Bard initially worked as a leading man in silent films for Fox; including Sandy (1926), My Own Pal (1926), 7th Heaven (1927), Two Flaming Youths (1927), The Arizona Wildcat (1927), Love Makes 'Em Wild (1927), The Secret Studio (1927), Come to My House (1927), Dressed to Kill (1928), No Other Woman (1928), and Fleetwing (1928) among others. He transitioned into sound films. Some of his other film credits include Romance of the Underworld (1928), Love and the Devil (1929), Born Reckless (1930), The Bat Whispers (1930), Meet the Baron (1933), The Seventh Victim (1943), The Leopard Man (1943), The Ghost Ship (1943), Youth Runs Wild (1944), and Black Angel (1946).

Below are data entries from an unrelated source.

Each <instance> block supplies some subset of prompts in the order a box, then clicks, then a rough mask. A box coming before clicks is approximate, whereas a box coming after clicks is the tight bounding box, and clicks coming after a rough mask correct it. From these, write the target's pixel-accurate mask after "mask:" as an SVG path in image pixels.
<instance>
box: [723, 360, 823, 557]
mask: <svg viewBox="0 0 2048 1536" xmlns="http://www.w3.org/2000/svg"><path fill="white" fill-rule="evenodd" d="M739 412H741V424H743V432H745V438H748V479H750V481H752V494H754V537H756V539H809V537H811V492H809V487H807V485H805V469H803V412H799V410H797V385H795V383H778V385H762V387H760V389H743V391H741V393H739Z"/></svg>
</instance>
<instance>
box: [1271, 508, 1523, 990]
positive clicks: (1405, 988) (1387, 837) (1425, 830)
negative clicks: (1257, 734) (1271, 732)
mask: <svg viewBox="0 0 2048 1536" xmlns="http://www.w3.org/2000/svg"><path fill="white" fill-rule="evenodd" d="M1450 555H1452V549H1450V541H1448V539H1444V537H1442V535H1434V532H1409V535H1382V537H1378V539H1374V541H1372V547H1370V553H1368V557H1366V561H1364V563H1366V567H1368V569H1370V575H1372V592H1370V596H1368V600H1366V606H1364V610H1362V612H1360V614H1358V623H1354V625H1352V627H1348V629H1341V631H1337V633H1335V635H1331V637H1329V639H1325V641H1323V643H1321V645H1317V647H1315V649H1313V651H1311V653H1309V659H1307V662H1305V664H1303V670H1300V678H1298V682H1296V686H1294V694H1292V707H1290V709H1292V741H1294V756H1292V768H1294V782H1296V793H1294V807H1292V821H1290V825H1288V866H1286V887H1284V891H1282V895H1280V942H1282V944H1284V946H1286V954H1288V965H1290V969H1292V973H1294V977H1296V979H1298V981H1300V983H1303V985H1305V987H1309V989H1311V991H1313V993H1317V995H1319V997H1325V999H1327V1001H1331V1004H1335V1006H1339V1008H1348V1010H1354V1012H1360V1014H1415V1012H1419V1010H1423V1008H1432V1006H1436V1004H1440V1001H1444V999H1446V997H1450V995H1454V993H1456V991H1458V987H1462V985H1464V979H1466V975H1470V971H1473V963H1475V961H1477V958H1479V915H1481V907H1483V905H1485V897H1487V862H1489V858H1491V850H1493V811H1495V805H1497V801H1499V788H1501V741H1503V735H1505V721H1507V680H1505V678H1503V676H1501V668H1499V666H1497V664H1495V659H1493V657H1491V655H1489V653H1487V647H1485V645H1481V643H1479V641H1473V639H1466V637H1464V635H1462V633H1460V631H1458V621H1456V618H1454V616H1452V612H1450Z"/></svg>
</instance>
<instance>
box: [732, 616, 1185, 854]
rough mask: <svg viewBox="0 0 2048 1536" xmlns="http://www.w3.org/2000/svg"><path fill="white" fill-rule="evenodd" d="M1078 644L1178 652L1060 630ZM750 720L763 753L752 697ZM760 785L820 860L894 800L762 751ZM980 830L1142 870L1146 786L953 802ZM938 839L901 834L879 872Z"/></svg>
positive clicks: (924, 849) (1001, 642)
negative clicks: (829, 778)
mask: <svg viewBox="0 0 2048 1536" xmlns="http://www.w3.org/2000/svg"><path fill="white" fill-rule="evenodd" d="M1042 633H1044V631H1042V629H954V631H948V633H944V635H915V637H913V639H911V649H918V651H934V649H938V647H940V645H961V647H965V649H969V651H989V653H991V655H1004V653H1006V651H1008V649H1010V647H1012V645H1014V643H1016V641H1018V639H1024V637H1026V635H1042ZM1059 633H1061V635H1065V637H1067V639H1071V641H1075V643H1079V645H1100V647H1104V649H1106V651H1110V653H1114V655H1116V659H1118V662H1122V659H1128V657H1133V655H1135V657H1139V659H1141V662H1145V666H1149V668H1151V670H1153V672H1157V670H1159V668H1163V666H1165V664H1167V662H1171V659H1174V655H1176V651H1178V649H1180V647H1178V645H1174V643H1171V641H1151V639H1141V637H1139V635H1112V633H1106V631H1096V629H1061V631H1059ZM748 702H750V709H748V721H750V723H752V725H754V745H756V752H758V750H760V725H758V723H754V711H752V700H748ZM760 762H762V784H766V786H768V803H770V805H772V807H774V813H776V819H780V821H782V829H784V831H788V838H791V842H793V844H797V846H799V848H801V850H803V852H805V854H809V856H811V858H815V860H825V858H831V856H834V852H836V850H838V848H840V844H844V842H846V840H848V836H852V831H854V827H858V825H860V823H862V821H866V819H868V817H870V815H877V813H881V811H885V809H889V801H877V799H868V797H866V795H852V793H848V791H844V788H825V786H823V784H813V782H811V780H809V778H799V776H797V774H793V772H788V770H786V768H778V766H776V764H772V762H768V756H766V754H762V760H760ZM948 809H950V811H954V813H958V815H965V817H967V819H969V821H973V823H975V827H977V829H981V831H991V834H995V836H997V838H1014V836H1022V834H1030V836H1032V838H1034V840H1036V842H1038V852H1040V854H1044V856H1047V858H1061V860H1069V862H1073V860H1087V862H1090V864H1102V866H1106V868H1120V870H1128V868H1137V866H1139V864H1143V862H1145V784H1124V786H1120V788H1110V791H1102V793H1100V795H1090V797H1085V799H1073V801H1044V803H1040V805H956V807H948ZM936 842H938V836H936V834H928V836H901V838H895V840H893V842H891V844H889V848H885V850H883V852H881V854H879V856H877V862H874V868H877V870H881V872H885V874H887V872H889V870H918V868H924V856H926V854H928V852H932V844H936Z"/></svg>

===Ben Bard Dramatic School and later life===
By 1934 Bard had founded the Ben Bard Dramatic School (BBDS) in Los Angeles which offered training in both stage and film acting. The school had a theatre company attached to it, the Ben Bard Players, which gave opportunities to its students to perform in professional quality productions. This company performed productions at the Ben Bard Playhouse (also known as the Ben Bard Theater) on Wilshire Boulevard in L.A. which were directed by Bard The BBDS became one of the more prominent and respected acting schools in Hollywood. Some prominent alumni of the school included Turhan Bey, Jack Carson, Angie Dickinson, Alan Ladd, Cliff Robertson, Shirley Temple, and Gig Young. In September 1956 Bard was appointed head of the New Talent Department at Twentieth-Century-Fox in September 1956, at which time he stepped away from the BBDS.

Bard worked as a dialogue director for MGM during the 1960s, and resumed teaching at BBDS after leaving Twentieth-Century-Fox. He was still teaching at BBDS as late as 1969.

==Personal life and death==
In 1929 Bard married the serial film star Ruth Roland, and was married to Roland until her death in 1937. In 1939, he married Roma Clarisse, an actress and last recipient of the Ruth Roland Scholarship to Ben Bard Drama. They had 3 children before she died in 1947. He subsequently married Jackie Lynn Taylor, an actress in the Our Gang series.

Bard died in Los Angeles on May 17, 1974, aged 81. His resting place is with Ruth Roland in an unmarked grave in the Great Mausoleum at Forest Lawn Memorial Park in Glendale, California.